Top K Frequent Elements

Problem

Let’s take a look at the question,

Given an integer array nums and an integer k, return the k most frequent elements. You may return the answer in any order.

Click Here to go through the question in detail

Approach

From the question, it is clear that we need to get the top most elements but according to the value k.

Example (chopped it from leetcode examples hehe):
Input: nums = [1,1,1,2,2,3], k = 2 Output: [1,2]
1 Occurs three times, 2 occurs two times and 3 occurs once.
So, the answer would naturally be 1 and 2.
(only if it were that easy to come up with a solution for this question lmao)

1. Create a hashmap to track how many times a number occurs.
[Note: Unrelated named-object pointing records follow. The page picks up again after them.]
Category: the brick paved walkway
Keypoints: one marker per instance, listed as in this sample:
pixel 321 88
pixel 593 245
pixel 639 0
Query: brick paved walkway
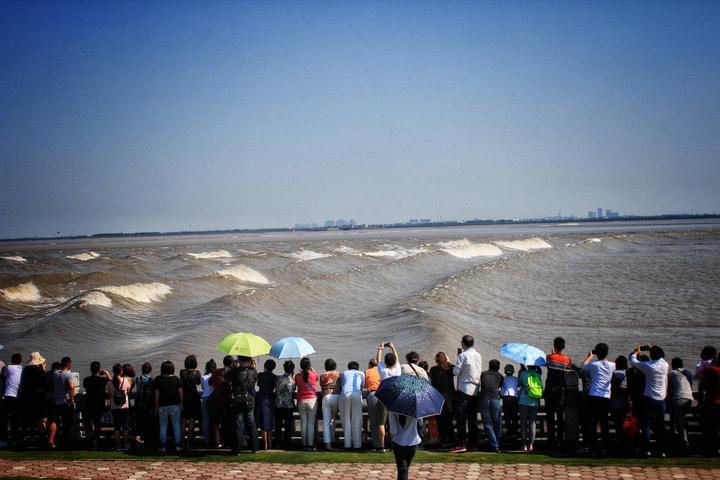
pixel 142 470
2. Create a list containing lists equal to the length of the input list nums

3. Now periodically append the key to the value as the index.
   What this will do is create a list containing lists which hold the numbers from the input nums but since we would be appending in such a way, the index would be the number of times the number has occurred. Hence we got this sorted.
   It will look something like this, [[], [3], [2], [1], [], [], []].

4. Now all we gotta do is iterate over this list in reverse order up to the k value.

Solution

class Solution:
    def topKFrequent(self, nums: List[int], k: int) -> List[int]:

        ele_count = {}

        for ele in nums:
            ele_count[ele] = ele_count.get(ele, 0) + 1

        count_arr = [[] for i in range(len(nums)+1)]
        for key, value in ele_count.items():
            count_arr[value].append(key)


        result = []
        for i in range(len(count_arr)-1, 0, -1):
            for n in count_arr[i]:
                result.append(n)

                if len(result) == k:
                    return result

Do you not get the concept?

hey, it is a complex problem but once you understand why we did what we did and why we chose these particular data structures, things get easy.